= The Dream of Councillor Popov =

1878 satire in verse by Aleksey Konstantinovich Tolstoy

The Dream of Councillor Popov (Сон статс-советника Попова; also – Сон Попова) is a satire in verse by Aleksey Konstantinovich Tolstoy, first published in 1878 in Berlin, and regarded as one of the best satirical poems in Russian literature, mixing "sharp, poignant satire… and pure delight in cheerful absurdity". According to critic D.S.Mirsky, "it is The Dream… that can be seen as Aleksey Tolstoy's most solid claim for immortality".

==History==
The poem was written in the summer of 1873 and became widely popular, having spread all around the country as a hand-written manuscript. It was generally believed at the time that the target of its satire had been Interior minister Pyotr Valuev, a conservative politician keen to create for himself an image of a liberal, by using colourful rhetoric. Later it emerged that was more of an aggregate character, at least one other minister, A.V.Golovin, having been mentioned as a possible prototype.

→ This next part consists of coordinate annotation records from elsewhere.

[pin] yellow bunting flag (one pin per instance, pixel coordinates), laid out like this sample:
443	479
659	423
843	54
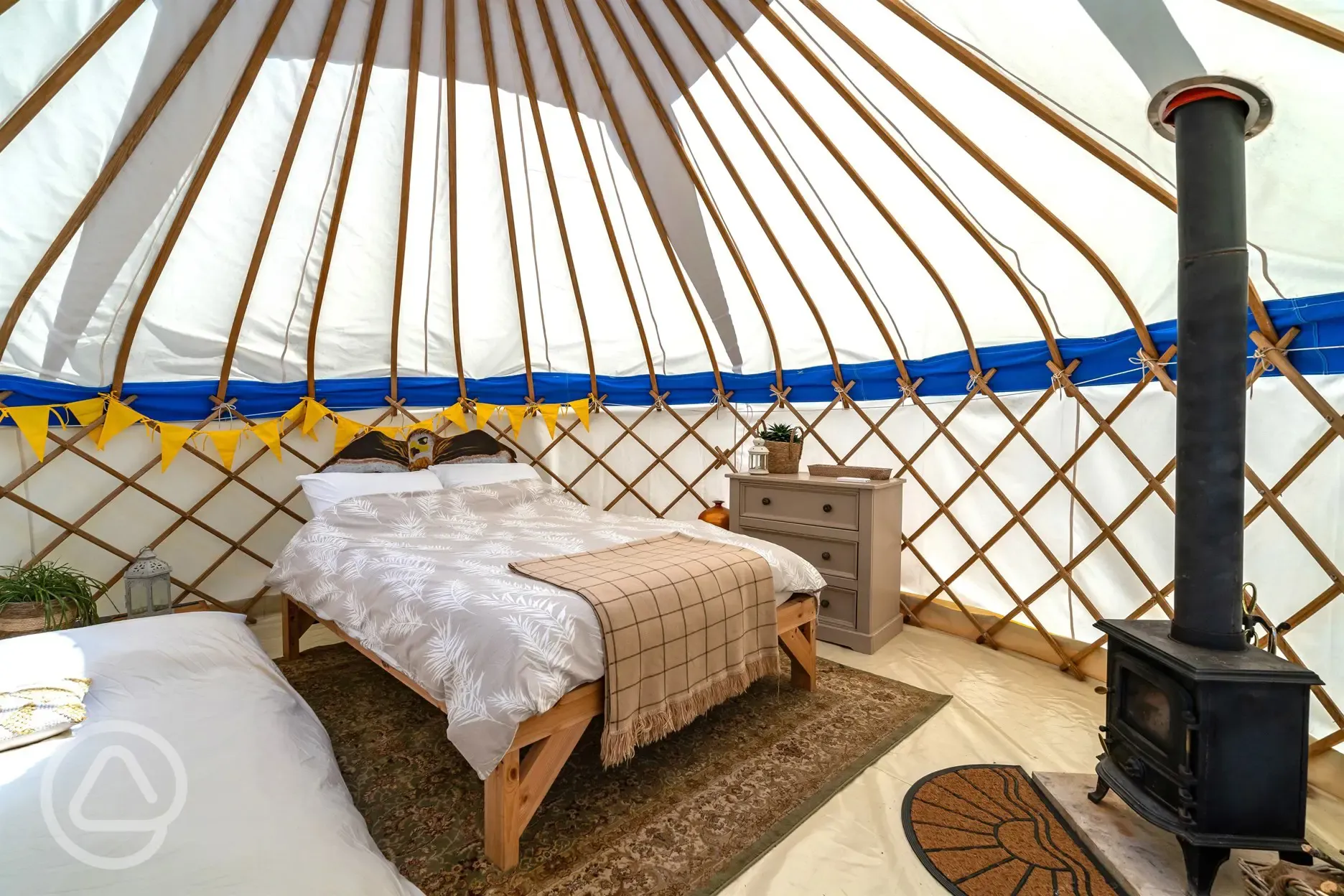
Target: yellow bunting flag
454	414
294	413
269	436
550	413
515	416
88	410
171	439
118	418
346	431
312	413
32	421
226	442
581	409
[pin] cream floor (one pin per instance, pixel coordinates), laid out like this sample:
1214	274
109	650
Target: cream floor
1006	708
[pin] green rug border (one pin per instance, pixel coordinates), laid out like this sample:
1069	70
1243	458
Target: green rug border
776	833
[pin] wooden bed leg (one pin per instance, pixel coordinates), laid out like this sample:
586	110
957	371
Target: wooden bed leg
502	811
801	646
516	788
798	638
294	622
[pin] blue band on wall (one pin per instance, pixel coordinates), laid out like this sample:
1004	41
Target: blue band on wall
1020	368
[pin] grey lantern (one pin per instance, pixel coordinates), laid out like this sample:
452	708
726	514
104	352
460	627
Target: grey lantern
757	456
148	586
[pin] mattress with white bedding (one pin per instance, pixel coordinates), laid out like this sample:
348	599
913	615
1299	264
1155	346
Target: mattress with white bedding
254	806
422	581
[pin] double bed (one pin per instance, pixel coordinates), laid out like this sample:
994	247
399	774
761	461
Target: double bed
421	583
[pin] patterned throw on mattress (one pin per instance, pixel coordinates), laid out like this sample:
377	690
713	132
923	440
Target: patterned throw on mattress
424	582
686	624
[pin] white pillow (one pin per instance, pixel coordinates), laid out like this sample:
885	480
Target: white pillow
325	490
457	476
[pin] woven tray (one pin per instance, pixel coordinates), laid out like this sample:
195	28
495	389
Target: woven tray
875	473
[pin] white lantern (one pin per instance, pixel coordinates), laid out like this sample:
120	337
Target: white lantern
148	586
757	456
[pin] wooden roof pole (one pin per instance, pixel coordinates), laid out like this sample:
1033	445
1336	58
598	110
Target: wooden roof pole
347	163
913	166
798	197
746	195
1292	21
991	166
277	192
453	280
638	171
571	104
66	69
198	182
696	182
482	9
1039	108
115	164
694	37
408	149
530	85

The poem was first published, as a brochure, in 1878 in Berlin, under the title The Dream of State Councillor Popov. In Russia the poem came out in 1882, #12 issue of Russkaya starina magazine (pp.107-712), dated (wrongly) 1874. It was greatly praised by many prominent authors of the time, including Ivan Turgenev and Leo Tolstoy. "Its irresistible. I just can’t help reading you this… and Lev Nikolayevich was beginning to recite Popov’s Dream, causing occasional outbursts of laughter", P.A.Sergienko remembered.

In November 1875 the recital of Popov's Dream was banned from being performed at the evening commemorating Aleksey Tolstoy, organized by the Russian Literary Fund. All public renditions of the poem were impossible until 1915, when the ban was officially lifted.